На Киллиане был купленный ею джемпер цвета немытой моркови. И еще очки.
– Разве у вас не жарко? Почему ты в шерстяном джемпере? – спросила она.
– Здесь было холодно.
– На какой отметке стоит термостат? Убавь кондиционер.
– Обычно это делаешь ты.
– Так. Но меня там нет. Я здесь, – сказала она. Они молчали и просто смотрели друг на друга, пока Киллиан не прочистил горло.
– Я хотел сообщить тебе, что получил мейл от Шивон. От той девочки из старшей школы. Шалин… из книги, – пояснил он, как будто Винсент могла вообще забыть, какое у нее было красивое имя и кем она ему приходилась. Он снял очки и принялся тереть оба глаза сразу одной рукой. Все тер и тер.
– Понятно. И что? Она действительно от тебя забеременела, когда вы были подростками?
– Да, – признался он, не переставая тереть глаза.
– И… родила она ребенка, черт возьми, или нет? – продолжала допытываться Винсент. К этому моменту она была скорее зла, чем раздражена. Скорее зла, чем расстроена. Скорее зла, чем встревожена. У нее перед глазами разворачивалась вся эта история, которую он еще не успел рассказать, как будто в ней дремал провидческий дар, который вдруг пробудился. – Она родила ребенка, и они где-то там живут на свете, а ты мне ничего об этом не рассказывал. Зато написал про это книгу. Целую книгу! – сказала Винсент и сделала два больших глотка вина. Потом взяла с ковра пачку сигарет и закурила. Она никогда не курила в квартире, только на балконе, но она только что узнала, что у ее мужа, с которым она прожила двадцать четыре года, есть тайное дитя любви. Здесь ничего не поделаешь – придется хотя бы одну сигарету выкурить в квартире. Все нормально. Окна открыты.
– Вин, мне было пятнадцать. Ей было пятнадцать. У нее родился ребенок… мальчик, которого назвали Талли. Через неделю ему исполнится тридцать один. Он хочет со мной познакомиться… в Ирландии, когда я буду там в следующем месяце. Я… черт возьми… прости меня, Вин. Я полностью все угробил. Абсолютно все… их… тебя… нас. Это я виноват. – Он надел было очки, но тут же опять их снял.
Он плакал, а ведь не был любителем лить слезы. Винсент жалела, что не может хоть как-то быть ему настоящим другом, раздвоиться самой, чтобы одна половинка была ему тем, в ком он нуждался. Где-то в глубине души она за него переживала. Отец оторвал его от дома, когда он был подростком, и Винсент с ужасом представляла себе Киллиана – грустного, одинокого тинейджера. Она всегда жалела, что в то время они не знали друг друга и не были друзьями.

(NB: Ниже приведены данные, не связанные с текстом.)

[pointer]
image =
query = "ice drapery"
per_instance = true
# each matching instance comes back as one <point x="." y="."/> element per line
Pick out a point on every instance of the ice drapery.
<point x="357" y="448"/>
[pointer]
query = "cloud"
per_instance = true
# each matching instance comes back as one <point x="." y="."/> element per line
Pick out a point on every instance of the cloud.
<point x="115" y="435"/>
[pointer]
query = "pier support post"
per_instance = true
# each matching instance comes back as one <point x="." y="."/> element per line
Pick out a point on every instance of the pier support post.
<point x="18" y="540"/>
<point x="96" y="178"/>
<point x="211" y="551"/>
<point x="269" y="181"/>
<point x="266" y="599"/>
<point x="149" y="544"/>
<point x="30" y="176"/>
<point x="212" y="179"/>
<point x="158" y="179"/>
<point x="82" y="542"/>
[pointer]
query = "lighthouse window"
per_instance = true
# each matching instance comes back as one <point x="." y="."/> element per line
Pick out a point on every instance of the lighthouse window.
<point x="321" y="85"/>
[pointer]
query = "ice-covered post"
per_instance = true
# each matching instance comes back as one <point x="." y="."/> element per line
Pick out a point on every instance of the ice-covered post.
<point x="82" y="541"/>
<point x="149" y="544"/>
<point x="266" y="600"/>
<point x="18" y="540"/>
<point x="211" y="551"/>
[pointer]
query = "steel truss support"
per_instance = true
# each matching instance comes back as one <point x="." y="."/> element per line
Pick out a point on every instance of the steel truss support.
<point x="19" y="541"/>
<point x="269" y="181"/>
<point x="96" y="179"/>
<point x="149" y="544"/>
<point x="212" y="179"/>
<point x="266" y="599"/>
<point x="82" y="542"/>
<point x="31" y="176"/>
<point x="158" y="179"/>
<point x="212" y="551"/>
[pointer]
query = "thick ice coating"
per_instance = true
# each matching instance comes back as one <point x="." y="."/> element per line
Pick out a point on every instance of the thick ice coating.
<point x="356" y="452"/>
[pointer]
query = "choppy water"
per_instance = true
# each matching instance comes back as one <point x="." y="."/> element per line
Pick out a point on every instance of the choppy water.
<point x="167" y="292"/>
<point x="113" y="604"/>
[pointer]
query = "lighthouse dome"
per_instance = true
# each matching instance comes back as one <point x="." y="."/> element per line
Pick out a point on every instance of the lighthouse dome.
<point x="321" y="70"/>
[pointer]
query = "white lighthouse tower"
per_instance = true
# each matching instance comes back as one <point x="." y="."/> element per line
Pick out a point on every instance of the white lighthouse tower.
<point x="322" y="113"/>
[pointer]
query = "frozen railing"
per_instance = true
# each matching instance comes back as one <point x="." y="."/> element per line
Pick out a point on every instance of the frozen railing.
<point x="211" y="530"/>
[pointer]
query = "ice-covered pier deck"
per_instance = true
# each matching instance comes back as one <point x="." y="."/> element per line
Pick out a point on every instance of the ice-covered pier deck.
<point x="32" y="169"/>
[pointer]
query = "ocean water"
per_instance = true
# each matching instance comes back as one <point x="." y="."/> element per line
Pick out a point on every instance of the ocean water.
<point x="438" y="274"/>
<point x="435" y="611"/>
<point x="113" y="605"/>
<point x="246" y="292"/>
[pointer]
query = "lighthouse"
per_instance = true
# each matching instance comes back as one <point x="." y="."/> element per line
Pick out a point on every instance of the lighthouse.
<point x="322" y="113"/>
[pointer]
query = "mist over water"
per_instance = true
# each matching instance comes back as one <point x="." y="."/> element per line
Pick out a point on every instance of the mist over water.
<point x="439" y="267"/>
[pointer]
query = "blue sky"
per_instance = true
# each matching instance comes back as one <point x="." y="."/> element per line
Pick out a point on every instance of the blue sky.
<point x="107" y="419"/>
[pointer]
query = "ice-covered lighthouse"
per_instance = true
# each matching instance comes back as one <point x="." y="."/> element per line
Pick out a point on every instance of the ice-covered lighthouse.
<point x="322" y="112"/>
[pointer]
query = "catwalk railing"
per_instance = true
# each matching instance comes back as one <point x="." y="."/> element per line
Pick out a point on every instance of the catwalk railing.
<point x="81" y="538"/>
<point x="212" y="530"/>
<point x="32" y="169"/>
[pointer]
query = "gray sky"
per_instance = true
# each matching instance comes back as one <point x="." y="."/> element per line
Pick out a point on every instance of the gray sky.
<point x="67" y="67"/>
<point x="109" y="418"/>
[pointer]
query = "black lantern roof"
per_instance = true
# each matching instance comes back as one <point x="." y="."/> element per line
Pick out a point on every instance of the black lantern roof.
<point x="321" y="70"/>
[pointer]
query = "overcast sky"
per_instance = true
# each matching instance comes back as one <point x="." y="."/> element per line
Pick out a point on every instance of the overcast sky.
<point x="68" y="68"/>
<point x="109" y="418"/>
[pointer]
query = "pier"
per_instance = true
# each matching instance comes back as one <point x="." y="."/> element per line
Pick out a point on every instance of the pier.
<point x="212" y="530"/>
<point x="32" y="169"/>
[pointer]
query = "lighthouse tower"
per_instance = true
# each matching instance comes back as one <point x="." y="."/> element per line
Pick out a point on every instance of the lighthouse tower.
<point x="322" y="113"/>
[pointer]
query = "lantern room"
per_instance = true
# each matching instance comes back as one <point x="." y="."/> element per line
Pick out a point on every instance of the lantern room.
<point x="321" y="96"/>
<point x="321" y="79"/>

И даже теперь Друг Винсент утешала бы его, всю ночь не спала, слушала бы и говорила, сказала бы ему взять ноутбук в постель, и ее лицо в голубом сиянии экрана светилось бы нежностью и умиротворением. Но Отчужденная Жена Винсент на экране компьютера не могла проявить к нему ни особой ласки, ни снисхождения. Она даже еще не начала осознавать происшедшего. Всего месяц прошел, как вышла книга! И она чувствовала себя как человек, только что сошедший с карусели в парке развлечений: у нее легкое головокружение, все вокруг плывет и она ошарашенно стоит на месте.
– У тебя в Ирландии тридцатилетний сын. Его зовут Талли. Ты говорил с ним? – спросила Винсент механически, будто читая подсунутые кем-то за кадром вопросы. Она курила, в Париже это ей очень нравилось.

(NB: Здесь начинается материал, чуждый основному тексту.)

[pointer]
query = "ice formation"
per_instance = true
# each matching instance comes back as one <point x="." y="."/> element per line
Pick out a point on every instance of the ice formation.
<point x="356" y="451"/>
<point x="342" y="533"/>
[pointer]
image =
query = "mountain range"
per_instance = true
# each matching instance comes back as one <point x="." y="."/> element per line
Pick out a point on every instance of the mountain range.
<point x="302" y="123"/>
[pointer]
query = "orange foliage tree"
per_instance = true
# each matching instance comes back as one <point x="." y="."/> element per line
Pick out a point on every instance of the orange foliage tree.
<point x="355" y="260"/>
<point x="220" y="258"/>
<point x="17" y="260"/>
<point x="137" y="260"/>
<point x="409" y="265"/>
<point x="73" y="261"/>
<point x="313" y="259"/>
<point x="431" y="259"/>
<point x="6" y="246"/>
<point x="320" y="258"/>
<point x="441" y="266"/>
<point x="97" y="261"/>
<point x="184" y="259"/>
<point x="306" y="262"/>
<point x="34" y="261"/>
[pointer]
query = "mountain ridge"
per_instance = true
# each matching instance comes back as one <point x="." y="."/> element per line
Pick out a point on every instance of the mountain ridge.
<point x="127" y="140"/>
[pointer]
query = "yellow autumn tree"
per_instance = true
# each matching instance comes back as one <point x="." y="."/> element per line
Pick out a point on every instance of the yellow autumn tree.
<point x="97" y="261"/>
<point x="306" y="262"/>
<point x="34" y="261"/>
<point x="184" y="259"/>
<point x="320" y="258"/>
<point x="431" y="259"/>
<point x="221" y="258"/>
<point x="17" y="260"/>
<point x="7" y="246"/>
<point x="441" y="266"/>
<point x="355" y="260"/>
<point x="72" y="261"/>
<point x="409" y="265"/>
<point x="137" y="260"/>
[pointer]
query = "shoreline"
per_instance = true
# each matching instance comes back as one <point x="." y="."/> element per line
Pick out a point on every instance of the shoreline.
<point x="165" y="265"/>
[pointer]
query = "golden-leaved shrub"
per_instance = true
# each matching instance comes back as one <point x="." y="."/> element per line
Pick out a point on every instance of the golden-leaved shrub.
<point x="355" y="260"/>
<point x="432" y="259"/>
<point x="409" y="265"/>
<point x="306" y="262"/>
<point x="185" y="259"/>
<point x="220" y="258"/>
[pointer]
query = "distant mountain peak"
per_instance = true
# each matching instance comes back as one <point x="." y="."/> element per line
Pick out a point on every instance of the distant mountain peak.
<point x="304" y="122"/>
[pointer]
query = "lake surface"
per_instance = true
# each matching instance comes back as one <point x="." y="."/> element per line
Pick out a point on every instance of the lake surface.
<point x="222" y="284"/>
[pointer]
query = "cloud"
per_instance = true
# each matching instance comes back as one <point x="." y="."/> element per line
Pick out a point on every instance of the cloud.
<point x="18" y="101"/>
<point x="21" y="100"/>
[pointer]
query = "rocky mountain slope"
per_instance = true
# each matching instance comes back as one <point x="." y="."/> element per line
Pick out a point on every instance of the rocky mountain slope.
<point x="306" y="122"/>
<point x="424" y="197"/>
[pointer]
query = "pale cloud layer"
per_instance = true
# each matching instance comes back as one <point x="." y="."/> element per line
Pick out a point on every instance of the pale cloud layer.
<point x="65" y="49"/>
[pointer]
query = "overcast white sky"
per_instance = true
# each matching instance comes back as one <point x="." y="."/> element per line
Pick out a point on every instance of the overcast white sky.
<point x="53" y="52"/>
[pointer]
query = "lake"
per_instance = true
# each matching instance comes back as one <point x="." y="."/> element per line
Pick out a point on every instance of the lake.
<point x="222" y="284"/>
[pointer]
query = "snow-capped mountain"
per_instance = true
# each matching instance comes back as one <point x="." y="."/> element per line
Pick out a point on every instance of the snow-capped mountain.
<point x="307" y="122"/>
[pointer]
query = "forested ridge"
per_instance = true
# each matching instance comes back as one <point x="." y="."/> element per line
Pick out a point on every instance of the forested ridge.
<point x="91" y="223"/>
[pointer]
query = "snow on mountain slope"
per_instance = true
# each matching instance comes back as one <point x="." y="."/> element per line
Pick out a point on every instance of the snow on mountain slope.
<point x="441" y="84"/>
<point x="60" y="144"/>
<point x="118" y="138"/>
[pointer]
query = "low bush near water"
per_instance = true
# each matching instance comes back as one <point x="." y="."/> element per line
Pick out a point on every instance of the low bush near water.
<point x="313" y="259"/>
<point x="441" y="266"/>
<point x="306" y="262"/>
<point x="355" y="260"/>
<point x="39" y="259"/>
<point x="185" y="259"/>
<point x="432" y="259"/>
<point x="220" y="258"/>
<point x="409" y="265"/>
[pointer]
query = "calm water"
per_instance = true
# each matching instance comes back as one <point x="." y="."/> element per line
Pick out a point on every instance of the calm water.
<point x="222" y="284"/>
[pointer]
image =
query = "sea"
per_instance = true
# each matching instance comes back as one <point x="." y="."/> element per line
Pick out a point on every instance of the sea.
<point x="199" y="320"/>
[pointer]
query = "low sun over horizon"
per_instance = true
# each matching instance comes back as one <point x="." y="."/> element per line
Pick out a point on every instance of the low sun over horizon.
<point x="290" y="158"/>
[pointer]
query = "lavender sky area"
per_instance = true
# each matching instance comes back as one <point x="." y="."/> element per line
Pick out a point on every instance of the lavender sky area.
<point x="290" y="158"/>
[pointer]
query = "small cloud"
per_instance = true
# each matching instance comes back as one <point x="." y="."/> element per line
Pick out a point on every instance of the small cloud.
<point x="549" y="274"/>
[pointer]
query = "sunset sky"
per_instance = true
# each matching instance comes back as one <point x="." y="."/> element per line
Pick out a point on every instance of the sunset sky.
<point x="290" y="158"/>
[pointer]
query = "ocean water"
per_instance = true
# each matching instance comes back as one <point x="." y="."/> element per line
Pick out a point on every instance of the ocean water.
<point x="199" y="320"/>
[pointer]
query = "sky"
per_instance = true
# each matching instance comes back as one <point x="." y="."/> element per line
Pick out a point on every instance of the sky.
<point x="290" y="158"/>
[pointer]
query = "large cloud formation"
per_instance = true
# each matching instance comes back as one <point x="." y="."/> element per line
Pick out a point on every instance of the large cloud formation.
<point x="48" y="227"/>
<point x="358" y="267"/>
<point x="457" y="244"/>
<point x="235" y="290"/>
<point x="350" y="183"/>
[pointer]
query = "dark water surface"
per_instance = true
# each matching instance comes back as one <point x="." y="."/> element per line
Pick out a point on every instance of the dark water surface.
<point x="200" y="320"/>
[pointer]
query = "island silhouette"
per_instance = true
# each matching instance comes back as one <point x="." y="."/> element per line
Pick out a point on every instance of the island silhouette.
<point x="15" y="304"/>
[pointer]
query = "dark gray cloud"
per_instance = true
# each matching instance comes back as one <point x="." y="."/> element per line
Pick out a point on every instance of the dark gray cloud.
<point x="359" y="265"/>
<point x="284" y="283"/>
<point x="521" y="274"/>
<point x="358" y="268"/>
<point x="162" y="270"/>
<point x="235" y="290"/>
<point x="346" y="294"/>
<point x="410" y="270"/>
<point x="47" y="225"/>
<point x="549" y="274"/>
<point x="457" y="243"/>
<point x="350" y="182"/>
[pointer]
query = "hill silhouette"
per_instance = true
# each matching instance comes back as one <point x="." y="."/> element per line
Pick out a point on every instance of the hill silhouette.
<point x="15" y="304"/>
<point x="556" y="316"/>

– Ты куришь, – мягко заметил Киллиан и шмыгнул носом.
– Ты говорил с ним, Киллиан?
– Пока нет. Она прислала фотографии.
– Перешли мне. Да, я курю, и да, пришли мне фотографии своего тайного сына.
– Столько всего произошло, а я не…
– Так ты пересылаешь их? – перебила она, уже заглядывая в мобильник.
– Да, сейчас перешлю, – сказал Киллиан и кивнул. Он опустил глаза в мобильник, Винсент оставалось лицезреть его макушку.
Молча она смотрела на фото на экране телефона. Талли – сын Киллиана, анализа ДНК не требуется. Всего четыре фотографии: две младенческие, одна подростковая и одна недавняя. Как будто смотришь на старые фотографии Киллиана. Винсент заплакала и глубоко вздохнула.
– У него твоя улыбка. Он твоя копия. Он похож на Колма, – сказала она сквозь слезы. У Киллиана, Колма и Талли были одинаковые ясные глаза и нос. Если бы Винсент вдруг столкнулась с Талли на улице, то подумала бы, что он похож на ее сына и на ее мужа. Захотела бы спросить его фамилию – вдруг тоже Уайльд? – таким сильным было сходство. – У тебя есть еще один сын, который похож на тебя, как две капли воды. И теперь он взрослый, – сказала Винсент, как будто произнесенные вслух слова помогали ей как-то с этим справиться. Мозг был не в состоянии сосредоточиться на какой-то одной эмоции. И внутри у нее бушевал их целый вихрь, даже ураган. Она затушила сигарету и встала, чтобы подойти к окну и распахнуть его пошире. Она немного высунулась в окно и так и стояла, глотая воздух, как воду.
– Вин. Вин, куда ты делась? – донесся из спикеров ноутбука голос Киллиана. – Ты хоть из комнаты не вышла?
– Нет, – сказала она, продолжая плакать, высунувшись в окно. Она сосредоточилась на женщине, которая шла по тротуару, держа мобильник у рта, и громко, капризным тоном говорила по-французски – наверное, переживала собственный кризис отношений.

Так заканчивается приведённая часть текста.